RIBA president questions effectiveness of Gove’s announcements

Simon Allford

Source: Jean Goldsmith

RIBA president Simon Allford

RIBA president Simon Allford has cast doubt on the effectiveness of the government’s plan to make industry pay for the cladding scandal.

Allford questioned whether the measures announced by housing secretary Michael Gove would raise enough money to fix the hundreds of buildings in need of remediation.

He also warned that they could make insurance even harder to come by. The sector has been hit by spiralling professional indemnity insurance hikes since the Grenfell fire in 2017, with many policies containing significant exclusions around fire safety.

Yesterday Gove announced plans for developers to pay into a fund which will be used to remediate tower blocks between 11m and 18m in height, which were not previously in scope. Gove has threatened to restrict grant funding, use planning powers and pursue developers through the courts if they don’t pay.

But Graham Watts, chief executive of the Construction Industry Council, warned that without public funding remediation would become a “lottery” in areas where developers are unwilling or unable to contribute.

Allford, who is also the co-founder of AHMM, said: “This new plan should provide some welcome relief to the many homeowners who have unduly suffered at the hands of our flawed building safety regime – and we welcome that.

“We remain concerned however that the new funding mechanism will not raise enough money to fully address the widespread fire safety or structural defects that exist up and down the country.

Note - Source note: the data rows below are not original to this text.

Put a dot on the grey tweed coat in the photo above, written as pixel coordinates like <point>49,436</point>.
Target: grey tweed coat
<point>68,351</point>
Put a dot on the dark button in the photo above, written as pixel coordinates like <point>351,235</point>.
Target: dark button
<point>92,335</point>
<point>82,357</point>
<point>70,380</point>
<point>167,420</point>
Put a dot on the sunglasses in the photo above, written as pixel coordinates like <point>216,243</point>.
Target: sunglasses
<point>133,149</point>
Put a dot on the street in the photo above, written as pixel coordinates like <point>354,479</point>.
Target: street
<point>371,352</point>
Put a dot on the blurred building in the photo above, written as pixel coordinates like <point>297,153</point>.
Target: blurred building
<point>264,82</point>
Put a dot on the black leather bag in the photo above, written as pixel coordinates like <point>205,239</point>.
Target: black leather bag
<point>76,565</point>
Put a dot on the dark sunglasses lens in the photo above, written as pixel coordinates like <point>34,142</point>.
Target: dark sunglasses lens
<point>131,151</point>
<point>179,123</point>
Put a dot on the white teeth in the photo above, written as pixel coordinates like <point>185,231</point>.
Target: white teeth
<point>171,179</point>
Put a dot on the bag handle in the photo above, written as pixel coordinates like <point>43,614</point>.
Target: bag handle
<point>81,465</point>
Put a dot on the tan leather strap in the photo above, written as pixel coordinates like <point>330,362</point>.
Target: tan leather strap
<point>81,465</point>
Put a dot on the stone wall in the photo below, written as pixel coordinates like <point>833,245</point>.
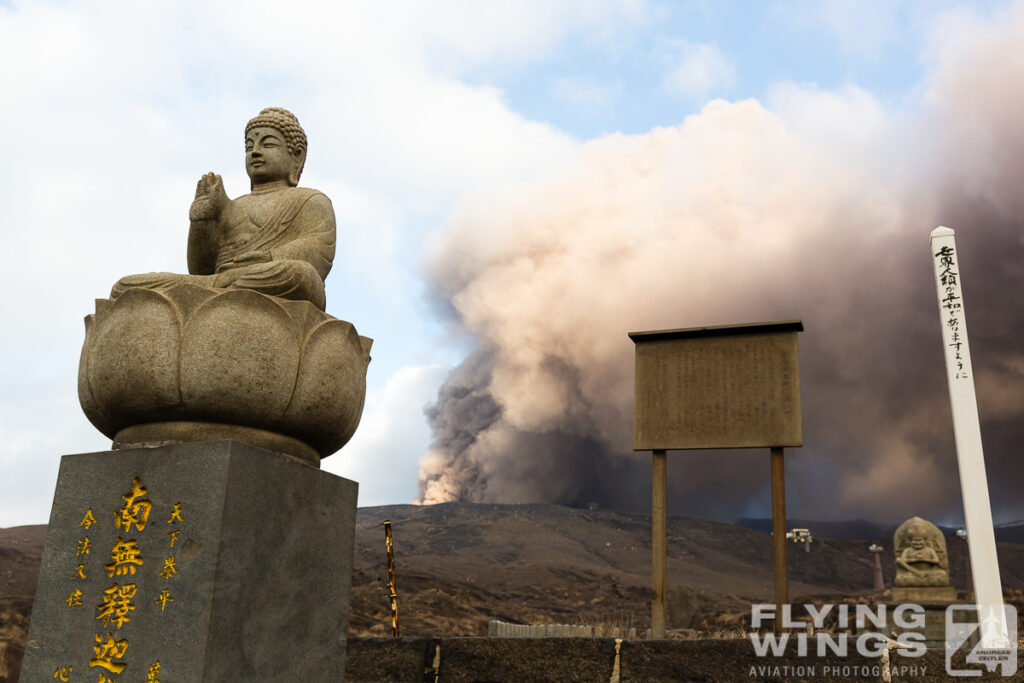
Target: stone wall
<point>464,659</point>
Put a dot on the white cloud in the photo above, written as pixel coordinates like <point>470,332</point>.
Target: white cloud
<point>390,438</point>
<point>695,70</point>
<point>118,108</point>
<point>586,94</point>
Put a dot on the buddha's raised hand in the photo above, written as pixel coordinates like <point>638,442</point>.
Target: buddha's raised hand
<point>210,199</point>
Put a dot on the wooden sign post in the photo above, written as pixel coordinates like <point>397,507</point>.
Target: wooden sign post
<point>734,386</point>
<point>967,434</point>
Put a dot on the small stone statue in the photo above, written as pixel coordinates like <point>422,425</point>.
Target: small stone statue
<point>279,240</point>
<point>922,561</point>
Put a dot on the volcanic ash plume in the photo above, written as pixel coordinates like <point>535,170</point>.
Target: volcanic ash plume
<point>817,207</point>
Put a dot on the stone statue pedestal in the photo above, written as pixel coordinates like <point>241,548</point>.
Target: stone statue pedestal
<point>203,561</point>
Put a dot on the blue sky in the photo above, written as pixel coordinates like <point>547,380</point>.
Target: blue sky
<point>429,125</point>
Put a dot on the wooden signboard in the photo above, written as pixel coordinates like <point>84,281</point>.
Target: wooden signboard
<point>735,386</point>
<point>726,387</point>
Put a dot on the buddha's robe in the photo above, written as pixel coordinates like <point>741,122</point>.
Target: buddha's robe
<point>293,230</point>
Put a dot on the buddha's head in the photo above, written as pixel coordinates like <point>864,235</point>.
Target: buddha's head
<point>275,147</point>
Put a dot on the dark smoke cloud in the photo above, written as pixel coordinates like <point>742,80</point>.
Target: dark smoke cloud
<point>818,206</point>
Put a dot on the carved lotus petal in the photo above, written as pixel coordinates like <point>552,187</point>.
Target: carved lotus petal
<point>193,364</point>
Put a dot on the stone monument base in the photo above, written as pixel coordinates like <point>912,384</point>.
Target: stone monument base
<point>925,594</point>
<point>934,628</point>
<point>203,561</point>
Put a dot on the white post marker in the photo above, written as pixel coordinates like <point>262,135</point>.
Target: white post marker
<point>967,432</point>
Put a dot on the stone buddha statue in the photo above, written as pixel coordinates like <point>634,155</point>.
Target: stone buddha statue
<point>278,240</point>
<point>921,554</point>
<point>922,563</point>
<point>242,347</point>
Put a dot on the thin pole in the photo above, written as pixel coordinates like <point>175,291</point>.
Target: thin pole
<point>392,595</point>
<point>967,434</point>
<point>657,544</point>
<point>778,531</point>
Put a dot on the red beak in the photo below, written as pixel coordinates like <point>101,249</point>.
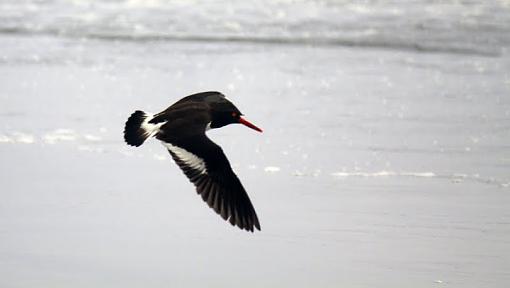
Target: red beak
<point>248,124</point>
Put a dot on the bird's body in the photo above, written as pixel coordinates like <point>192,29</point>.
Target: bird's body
<point>181,128</point>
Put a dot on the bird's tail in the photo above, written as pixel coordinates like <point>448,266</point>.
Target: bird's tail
<point>138,128</point>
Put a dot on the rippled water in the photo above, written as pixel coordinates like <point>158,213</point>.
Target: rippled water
<point>384,160</point>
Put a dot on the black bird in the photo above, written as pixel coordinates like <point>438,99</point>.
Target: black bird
<point>181,128</point>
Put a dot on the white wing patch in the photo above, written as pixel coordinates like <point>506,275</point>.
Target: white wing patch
<point>187,157</point>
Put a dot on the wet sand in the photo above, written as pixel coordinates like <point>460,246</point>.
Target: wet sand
<point>376,168</point>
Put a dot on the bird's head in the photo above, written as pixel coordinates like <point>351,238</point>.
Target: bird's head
<point>224,113</point>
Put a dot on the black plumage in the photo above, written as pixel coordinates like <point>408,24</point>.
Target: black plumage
<point>181,127</point>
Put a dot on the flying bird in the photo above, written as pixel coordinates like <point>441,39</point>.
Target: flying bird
<point>181,128</point>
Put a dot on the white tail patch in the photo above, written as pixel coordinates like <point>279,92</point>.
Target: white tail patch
<point>187,157</point>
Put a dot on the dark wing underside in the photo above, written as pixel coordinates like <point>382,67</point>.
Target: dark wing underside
<point>215,181</point>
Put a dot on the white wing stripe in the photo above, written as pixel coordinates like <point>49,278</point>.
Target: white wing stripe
<point>187,157</point>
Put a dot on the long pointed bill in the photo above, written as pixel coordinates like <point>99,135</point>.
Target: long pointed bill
<point>248,124</point>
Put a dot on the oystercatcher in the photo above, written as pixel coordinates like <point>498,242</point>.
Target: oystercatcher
<point>181,128</point>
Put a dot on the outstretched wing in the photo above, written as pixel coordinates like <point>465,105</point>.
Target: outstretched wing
<point>207,167</point>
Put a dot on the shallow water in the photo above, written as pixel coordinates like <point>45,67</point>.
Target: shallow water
<point>380,165</point>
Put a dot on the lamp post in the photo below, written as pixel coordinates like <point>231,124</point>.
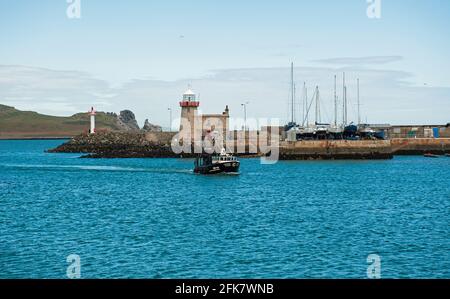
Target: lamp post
<point>170,119</point>
<point>245,114</point>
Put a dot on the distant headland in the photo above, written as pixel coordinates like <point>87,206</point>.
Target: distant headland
<point>17,124</point>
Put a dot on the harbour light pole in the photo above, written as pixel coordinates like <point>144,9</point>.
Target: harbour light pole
<point>245,114</point>
<point>92,113</point>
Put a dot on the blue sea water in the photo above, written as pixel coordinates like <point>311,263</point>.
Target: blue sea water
<point>154,218</point>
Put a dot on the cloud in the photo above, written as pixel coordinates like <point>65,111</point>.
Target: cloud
<point>369,60</point>
<point>51,91</point>
<point>387,96</point>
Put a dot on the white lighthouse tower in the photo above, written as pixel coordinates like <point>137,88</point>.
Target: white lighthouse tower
<point>92,114</point>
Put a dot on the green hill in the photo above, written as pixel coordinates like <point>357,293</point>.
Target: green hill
<point>27,124</point>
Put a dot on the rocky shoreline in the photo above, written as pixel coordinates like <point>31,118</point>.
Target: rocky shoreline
<point>158,145</point>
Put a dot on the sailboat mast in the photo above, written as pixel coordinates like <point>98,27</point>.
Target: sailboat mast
<point>304,103</point>
<point>292,92</point>
<point>359,104</point>
<point>317,106</point>
<point>306,106</point>
<point>344,120</point>
<point>335,102</point>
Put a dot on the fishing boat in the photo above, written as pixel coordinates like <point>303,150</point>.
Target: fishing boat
<point>216,163</point>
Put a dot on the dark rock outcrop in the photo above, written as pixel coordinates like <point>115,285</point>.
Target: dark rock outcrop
<point>127,121</point>
<point>148,127</point>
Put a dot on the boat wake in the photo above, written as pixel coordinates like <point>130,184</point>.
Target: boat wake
<point>98,168</point>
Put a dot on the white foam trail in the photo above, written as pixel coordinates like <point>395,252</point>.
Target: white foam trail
<point>97,168</point>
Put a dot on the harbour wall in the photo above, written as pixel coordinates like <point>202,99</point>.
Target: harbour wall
<point>158,145</point>
<point>336,150</point>
<point>420,146</point>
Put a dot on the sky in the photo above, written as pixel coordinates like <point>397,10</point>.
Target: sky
<point>142,55</point>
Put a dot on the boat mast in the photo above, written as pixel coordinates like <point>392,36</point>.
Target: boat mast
<point>335,102</point>
<point>304,103</point>
<point>317,106</point>
<point>292,93</point>
<point>344,102</point>
<point>306,106</point>
<point>359,104</point>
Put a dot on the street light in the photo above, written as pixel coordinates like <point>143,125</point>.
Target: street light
<point>245,114</point>
<point>170,122</point>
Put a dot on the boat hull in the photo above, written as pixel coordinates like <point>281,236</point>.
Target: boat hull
<point>226,167</point>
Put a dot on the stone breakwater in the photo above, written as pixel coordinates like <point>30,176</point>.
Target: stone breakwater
<point>120,145</point>
<point>158,145</point>
<point>336,150</point>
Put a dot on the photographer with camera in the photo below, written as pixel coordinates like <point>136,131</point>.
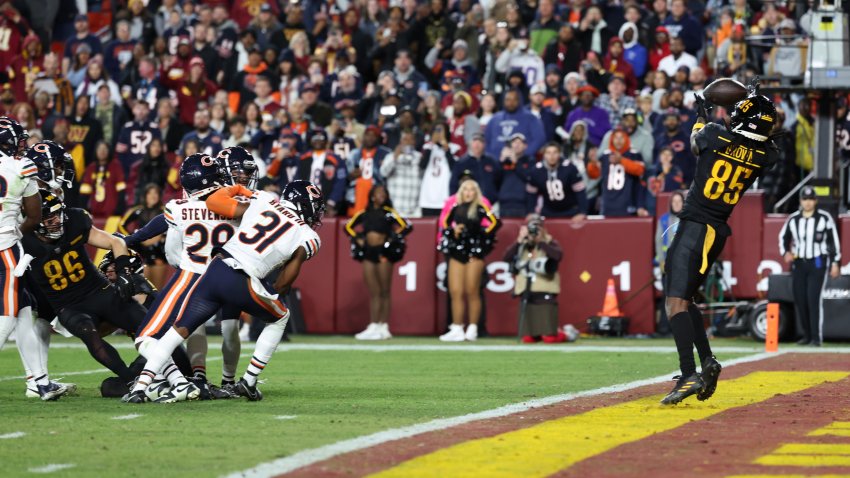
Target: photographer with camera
<point>534,260</point>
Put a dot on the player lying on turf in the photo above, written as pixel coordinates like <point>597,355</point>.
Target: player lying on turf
<point>730,159</point>
<point>273,232</point>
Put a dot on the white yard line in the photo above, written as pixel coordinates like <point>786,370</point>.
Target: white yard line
<point>52,467</point>
<point>309,457</point>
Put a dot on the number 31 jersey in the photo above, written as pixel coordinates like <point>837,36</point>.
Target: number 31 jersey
<point>727,166</point>
<point>269,235</point>
<point>200,231</point>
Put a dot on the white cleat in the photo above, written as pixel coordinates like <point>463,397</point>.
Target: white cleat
<point>455,334</point>
<point>471,332</point>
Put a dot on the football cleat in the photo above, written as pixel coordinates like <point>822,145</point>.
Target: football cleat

“The extension of the Defective Premises Act will also seriously impact the availability of insurance for the entire construction sector, impacting not only architects who are needed to help design remedial works, but also others who have never worked on high-rise housing projects.

“While the new collaborative procurement guidance signals progress, that too will require much stronger government oversight to prove effective, because despite awareness of risks, too many construction projects confuse cost, value and safety.

“To help the construction sector to move forward, the government must, accepting of its role as the regulator that allowed this crisis to arise, devise and enforce a properly funded and sustainable solution.”

>> Andrew Mellor: Gove makes progress on building safety – but many questions remain

>> Also read: Government to pursue developers for £4bn cladding bill


Others have warned that the move could lead to legal challenges and confusion.

Jeremy Raj, national head of residential property at law firm Irwin Mitchell, said laying the responsibility for the cladding scandal solely at the feet of developers will risk more delay for leaseholders caught in unsaleable homes.

He said: “Many developers will be puzzled as to how and to what extent they can justify such expenditure on a ‘voluntary’ basis in the context of their obligations to shareholders, and a lack of direct responsibility, particularly given clear evidence of contributory negligence by others.

“Fixing dangerous buildings should be dealt with as a priority using up-front Government money, with clawback provisions activated as soon as the extent and identity of all liable parties has been established under due legal process.”